Let’s take the example of Delhi. We have adopted the barrier free features in our building by-laws making it mandatory to implement them in all new constructions but still everyday new buildings are coming up without access features for the disabled. This says enough about their awareness level.
Inclusive Environment or barrier free environment are not a part of the education curriculum at architecture or planning institutes. Students out of personal interest may incorporate this issue in their projects.
Providing accessibility is a technical issue to be tackled by professionals. I definitely believe that incorporating the concept at the education level is very important. Otherwise we cannot look forward to much change in the future except of course getting half baked solutions from people half aware about the issue.
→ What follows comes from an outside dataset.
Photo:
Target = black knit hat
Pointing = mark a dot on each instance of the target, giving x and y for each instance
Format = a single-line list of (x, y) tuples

4. Delhi Metro has been rated as being universally accessible by some. But a recent audit by National Centre for Promotion of Employment for Disabled People has shown that the good work that was visible in the first phase has been discontinued. Do you feel that the celebrations by the disability sector were premature?
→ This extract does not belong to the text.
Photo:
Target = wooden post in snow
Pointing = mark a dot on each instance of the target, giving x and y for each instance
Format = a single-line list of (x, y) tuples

Unfortunately, I have not travelled in the Delhi Metro. Therefore I will not be able to comment on its accessibility. But I understand that accessibility is an evolving process. There is always a little more that needs to be done to improve access. Therefore unless the Metro has been tried and tested by people with a range of disabilities, it may be difficult to comment on how usable it may be for people with more severe or multiple disabilities.
Taking this in account I do believe that any celebrations will be rather premature, especially when only a small part of the project is complete. It may be fair to say that a particular station is accessible but commenting on the whole project even before it has been fully completed will be unfortunate.
5. With disability and access being non-priority areas for the Government, is it appropriate for disability activists to issue individual certificates to various schemes and projects? Is it not important to engage experts in such assessments?
Issuing a certificate to a scheme or a project of being accessible is an authority that only the Government must have. The role of an activist is merely to bring such cases into the notice of the government. Definitely the certificate needs to be issued following a strict assessment criteria that involves not just physical access but many other issues. Assessment itself cannot be a one or two day visit. Rather it has to be based on a study conducted over a period of time of various users.
6. Is it not the State’s responsibility to take serious steps to create technical infrastructure and a professional pool? Is it fair to expect that only disabled people should come up with answers to planning blunders done by the Government?
Definitely it is duty of the State. There is no ambiguity in the fact that disabled people have to be provided an inclusive and barrier-free environment. But definitely disabled people are not expected to turn into architects or planners overnight. Disabled people need to be aware and advocate these issues. The Government will without doubt have to create a pool of professionals, provide technical standards, supporting policies to create a promising future. Some issues that according to me need to be urgently addressed by the Government are:
Creation of a technical body comprising of architects, planners, council of architects, transport industry, TCPO, ASI, NGOs etc to advice on matters relating to promotion, certification, creation etc of Inclusive Environment.
Making access studies mandatory in architecture and planning curriculum.
Encourage research on Inclusive Environments.
Draft appropriate policies for monitoring implementation.
Review the By-Laws and the CPWD guidelines and make sure they are adopted by all States and Union Territories.